Oft muss ich an ihn denken. Wie er am Nikolaustag zum letzten Mal kam, auf der Matte sass und leise weinte. Wie ich mich zu ihm setzte, und ihn in den Arm nahm. Er sich an mich klammerte, weiter weinte, immerzu. Wie sein kleiner Körper zitterte, und seine Augen vor Tränen glasig wirkten. Soviel Schmerz, von dem ich nichts wusste. Soviel Todesangst, die ich nicht sah. Nicht sehen konnte. Und dennoch tut es mir leid. Der erste Besuch auf der Intensivstation. Sein kleiner Körper aufgedunsen von den vielen Medikamenten, all die Schläuche, Kabel. Allgegenwärtig das Geräusch der Beatmungsmaschine, das gleichmäßige Piepen der Überwachungsgeräte. Sein gequälter Blick, dieser unendliche Schmerz. Nichts mehr, was ich tun kann. Nur warten und hoffen. Hoffen... auf den einen Anruf... "Es geht ihm besser, es wird jetzt endlich alles gut!". Doch wann wird dieser Anruf erfolgen? Ich weiss es nicht...
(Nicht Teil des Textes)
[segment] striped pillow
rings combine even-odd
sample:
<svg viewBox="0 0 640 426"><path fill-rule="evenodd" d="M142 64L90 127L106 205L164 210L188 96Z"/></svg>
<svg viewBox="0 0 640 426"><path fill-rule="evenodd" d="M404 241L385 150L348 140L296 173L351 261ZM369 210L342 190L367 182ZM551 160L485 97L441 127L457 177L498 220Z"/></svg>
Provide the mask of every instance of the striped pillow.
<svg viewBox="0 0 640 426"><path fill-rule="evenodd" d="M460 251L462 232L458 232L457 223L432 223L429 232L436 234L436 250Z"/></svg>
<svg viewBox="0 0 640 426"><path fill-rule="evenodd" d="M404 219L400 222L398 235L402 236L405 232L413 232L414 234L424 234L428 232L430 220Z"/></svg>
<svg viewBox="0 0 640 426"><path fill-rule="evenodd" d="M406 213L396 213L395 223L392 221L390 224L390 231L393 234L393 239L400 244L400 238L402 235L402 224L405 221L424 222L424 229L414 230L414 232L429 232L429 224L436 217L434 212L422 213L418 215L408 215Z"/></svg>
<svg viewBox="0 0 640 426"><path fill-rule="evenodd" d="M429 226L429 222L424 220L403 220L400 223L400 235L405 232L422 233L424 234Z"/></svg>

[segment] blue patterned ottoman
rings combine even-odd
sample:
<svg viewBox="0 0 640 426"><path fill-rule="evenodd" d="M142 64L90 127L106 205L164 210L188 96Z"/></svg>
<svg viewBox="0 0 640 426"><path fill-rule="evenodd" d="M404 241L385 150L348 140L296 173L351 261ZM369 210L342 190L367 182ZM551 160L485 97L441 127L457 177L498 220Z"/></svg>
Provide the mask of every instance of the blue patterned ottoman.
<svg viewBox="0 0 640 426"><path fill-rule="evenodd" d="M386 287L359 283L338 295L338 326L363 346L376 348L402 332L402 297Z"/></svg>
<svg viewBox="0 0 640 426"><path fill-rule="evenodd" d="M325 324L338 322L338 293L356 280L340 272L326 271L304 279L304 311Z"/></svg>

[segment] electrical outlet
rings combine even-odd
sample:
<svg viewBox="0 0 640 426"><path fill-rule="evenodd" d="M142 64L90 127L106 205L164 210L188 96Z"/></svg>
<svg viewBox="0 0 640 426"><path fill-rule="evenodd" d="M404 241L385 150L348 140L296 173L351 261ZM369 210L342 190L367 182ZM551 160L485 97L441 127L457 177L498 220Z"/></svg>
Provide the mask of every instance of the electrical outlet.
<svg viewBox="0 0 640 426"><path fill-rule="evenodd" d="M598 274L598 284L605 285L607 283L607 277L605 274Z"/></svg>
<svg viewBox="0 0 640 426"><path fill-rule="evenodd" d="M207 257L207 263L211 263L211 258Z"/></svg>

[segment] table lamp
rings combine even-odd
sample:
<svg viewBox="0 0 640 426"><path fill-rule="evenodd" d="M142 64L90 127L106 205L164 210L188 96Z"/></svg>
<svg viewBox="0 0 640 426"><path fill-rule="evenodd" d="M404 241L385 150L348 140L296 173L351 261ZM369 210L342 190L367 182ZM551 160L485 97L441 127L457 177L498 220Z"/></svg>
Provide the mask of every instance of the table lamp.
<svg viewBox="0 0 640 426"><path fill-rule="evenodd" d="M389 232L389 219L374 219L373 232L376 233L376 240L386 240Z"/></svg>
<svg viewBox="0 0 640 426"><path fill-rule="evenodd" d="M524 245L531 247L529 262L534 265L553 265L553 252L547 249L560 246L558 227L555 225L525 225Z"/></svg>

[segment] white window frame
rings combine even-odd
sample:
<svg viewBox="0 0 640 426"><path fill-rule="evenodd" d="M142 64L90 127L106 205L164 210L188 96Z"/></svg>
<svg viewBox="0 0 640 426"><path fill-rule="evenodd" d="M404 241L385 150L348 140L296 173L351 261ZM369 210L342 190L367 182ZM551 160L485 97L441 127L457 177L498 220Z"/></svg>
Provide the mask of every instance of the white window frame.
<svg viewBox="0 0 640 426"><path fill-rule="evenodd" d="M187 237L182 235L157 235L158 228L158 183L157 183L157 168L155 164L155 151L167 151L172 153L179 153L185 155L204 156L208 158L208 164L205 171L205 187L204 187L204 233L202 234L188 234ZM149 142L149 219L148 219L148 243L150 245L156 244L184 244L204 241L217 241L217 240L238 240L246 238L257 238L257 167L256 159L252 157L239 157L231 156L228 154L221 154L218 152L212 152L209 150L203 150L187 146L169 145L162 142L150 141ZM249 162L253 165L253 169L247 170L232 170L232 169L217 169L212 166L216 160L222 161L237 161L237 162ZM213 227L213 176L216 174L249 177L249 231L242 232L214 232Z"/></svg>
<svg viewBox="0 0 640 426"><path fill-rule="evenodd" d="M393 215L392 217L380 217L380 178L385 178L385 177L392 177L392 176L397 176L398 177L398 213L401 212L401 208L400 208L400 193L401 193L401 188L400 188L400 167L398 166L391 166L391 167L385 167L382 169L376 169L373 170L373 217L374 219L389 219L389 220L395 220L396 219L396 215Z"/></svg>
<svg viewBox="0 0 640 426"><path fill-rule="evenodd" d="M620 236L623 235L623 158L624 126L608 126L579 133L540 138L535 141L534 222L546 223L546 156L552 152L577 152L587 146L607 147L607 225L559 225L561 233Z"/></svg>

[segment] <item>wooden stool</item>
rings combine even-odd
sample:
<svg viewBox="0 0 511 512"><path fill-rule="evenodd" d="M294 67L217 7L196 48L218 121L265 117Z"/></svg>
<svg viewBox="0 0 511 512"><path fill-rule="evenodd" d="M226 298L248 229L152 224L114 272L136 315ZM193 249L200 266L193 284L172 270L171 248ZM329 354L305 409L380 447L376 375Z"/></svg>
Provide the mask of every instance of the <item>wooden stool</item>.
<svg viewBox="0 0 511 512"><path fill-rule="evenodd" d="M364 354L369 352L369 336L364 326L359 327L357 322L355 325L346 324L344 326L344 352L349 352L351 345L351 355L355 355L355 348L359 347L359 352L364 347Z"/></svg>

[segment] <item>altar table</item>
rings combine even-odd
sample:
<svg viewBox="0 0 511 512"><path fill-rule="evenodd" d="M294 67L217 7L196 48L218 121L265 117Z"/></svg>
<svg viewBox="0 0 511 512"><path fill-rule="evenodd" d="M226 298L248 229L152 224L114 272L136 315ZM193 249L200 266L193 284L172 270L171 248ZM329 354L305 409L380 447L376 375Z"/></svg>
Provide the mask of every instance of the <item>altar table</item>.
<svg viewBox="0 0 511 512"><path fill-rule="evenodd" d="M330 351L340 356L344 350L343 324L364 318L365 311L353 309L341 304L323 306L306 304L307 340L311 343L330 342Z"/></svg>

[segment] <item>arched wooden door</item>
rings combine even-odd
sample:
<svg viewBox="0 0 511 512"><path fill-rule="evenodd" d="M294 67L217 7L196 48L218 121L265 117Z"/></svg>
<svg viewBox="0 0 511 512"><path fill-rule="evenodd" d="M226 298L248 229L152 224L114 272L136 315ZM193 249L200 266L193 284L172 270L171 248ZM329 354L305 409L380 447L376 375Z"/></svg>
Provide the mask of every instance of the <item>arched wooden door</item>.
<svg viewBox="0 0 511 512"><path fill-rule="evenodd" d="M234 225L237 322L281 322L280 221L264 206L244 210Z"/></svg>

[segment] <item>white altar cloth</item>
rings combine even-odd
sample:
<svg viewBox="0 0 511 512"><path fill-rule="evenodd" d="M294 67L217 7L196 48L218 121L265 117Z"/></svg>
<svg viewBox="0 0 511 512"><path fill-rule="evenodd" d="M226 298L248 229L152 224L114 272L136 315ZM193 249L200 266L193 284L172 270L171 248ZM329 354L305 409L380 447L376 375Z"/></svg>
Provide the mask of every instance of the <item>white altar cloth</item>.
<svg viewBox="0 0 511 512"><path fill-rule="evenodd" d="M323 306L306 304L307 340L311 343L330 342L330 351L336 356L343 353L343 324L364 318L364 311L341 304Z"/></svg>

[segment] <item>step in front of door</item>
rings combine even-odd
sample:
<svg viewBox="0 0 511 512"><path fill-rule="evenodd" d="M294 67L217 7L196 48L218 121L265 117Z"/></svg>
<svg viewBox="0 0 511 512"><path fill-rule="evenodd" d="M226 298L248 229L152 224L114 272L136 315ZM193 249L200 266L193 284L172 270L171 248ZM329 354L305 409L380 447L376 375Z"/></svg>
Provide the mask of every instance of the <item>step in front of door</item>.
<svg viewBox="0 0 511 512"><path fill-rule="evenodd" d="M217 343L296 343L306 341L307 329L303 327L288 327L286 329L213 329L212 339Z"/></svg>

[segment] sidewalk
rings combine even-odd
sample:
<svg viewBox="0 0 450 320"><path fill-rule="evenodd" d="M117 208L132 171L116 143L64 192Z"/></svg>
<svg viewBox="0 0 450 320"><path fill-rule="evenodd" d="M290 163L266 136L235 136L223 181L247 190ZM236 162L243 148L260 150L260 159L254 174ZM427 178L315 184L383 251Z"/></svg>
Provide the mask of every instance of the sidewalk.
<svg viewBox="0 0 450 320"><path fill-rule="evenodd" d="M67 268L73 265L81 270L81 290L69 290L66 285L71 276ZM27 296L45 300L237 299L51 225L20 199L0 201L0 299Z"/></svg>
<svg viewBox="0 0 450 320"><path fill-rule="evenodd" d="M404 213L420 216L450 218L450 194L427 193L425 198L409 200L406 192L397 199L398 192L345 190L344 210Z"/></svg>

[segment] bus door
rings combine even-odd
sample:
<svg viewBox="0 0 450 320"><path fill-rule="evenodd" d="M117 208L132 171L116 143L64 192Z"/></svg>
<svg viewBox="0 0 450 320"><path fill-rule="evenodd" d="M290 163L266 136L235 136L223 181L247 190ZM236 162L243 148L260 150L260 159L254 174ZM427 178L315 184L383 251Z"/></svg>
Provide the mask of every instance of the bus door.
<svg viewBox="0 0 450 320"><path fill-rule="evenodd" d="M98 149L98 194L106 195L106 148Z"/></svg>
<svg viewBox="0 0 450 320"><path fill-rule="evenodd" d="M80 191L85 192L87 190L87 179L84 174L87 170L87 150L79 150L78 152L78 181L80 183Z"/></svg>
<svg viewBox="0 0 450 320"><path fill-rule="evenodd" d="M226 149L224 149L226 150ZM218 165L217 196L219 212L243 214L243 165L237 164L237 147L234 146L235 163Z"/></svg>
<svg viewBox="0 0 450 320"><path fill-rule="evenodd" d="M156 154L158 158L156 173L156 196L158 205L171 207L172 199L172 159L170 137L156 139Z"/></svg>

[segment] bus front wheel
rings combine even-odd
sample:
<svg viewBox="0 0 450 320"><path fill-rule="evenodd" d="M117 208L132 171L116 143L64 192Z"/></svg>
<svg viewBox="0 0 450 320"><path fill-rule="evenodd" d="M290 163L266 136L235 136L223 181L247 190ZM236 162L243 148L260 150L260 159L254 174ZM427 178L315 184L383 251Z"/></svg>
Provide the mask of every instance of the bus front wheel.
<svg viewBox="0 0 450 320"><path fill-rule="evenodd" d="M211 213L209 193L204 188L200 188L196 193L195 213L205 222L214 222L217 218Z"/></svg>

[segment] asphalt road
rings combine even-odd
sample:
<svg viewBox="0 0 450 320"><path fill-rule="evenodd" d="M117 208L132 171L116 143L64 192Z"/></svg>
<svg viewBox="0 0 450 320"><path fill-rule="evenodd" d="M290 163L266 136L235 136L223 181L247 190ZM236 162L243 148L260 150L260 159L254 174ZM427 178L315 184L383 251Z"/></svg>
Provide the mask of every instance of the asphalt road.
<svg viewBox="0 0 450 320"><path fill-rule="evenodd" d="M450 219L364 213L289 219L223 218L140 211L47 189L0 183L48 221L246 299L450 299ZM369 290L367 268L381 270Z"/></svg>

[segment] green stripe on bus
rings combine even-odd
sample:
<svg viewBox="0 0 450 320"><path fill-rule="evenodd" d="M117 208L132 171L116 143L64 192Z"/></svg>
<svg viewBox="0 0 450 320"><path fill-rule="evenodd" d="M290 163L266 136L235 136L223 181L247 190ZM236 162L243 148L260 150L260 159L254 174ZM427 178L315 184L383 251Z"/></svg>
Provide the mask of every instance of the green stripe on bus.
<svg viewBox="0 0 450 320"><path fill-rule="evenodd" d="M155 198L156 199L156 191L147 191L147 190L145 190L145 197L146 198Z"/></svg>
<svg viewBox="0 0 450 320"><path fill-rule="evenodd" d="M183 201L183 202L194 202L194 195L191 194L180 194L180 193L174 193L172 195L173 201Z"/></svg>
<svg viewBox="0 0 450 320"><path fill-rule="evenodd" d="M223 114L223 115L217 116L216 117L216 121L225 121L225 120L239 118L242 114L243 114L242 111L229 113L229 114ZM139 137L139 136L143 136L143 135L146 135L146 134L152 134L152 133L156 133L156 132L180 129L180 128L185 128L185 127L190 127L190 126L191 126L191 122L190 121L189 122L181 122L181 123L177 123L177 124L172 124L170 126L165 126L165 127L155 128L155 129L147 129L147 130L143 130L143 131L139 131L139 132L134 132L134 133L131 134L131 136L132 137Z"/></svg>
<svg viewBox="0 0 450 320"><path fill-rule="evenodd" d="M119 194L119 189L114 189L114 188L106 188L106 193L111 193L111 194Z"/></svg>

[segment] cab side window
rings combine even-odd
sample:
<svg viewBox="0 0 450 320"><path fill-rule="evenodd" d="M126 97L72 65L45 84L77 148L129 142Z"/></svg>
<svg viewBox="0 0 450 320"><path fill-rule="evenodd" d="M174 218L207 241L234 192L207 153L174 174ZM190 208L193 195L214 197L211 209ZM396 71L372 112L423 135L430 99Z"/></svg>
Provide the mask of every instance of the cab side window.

Ich habe dieses Bild so deutlich vor meinem geistigen Auge. Wie er an mich geklammert dasass, und still weinte. Ich kann dieses Bild nicht vergessen. Ich wünschte, ich hätte die Symptome sofort erkannt. Vielleicht wäre dann alles anders gewesen. Vielleicht...

Ich weiss, das es nichts ändert, wenn ich mir Vorwürfe mache. Doch was soll ich tun? Das ich nichts hätte tun können, das weiss ich selbst. Dennoch tut es weh. Das er jetzt so sehr leiden muss.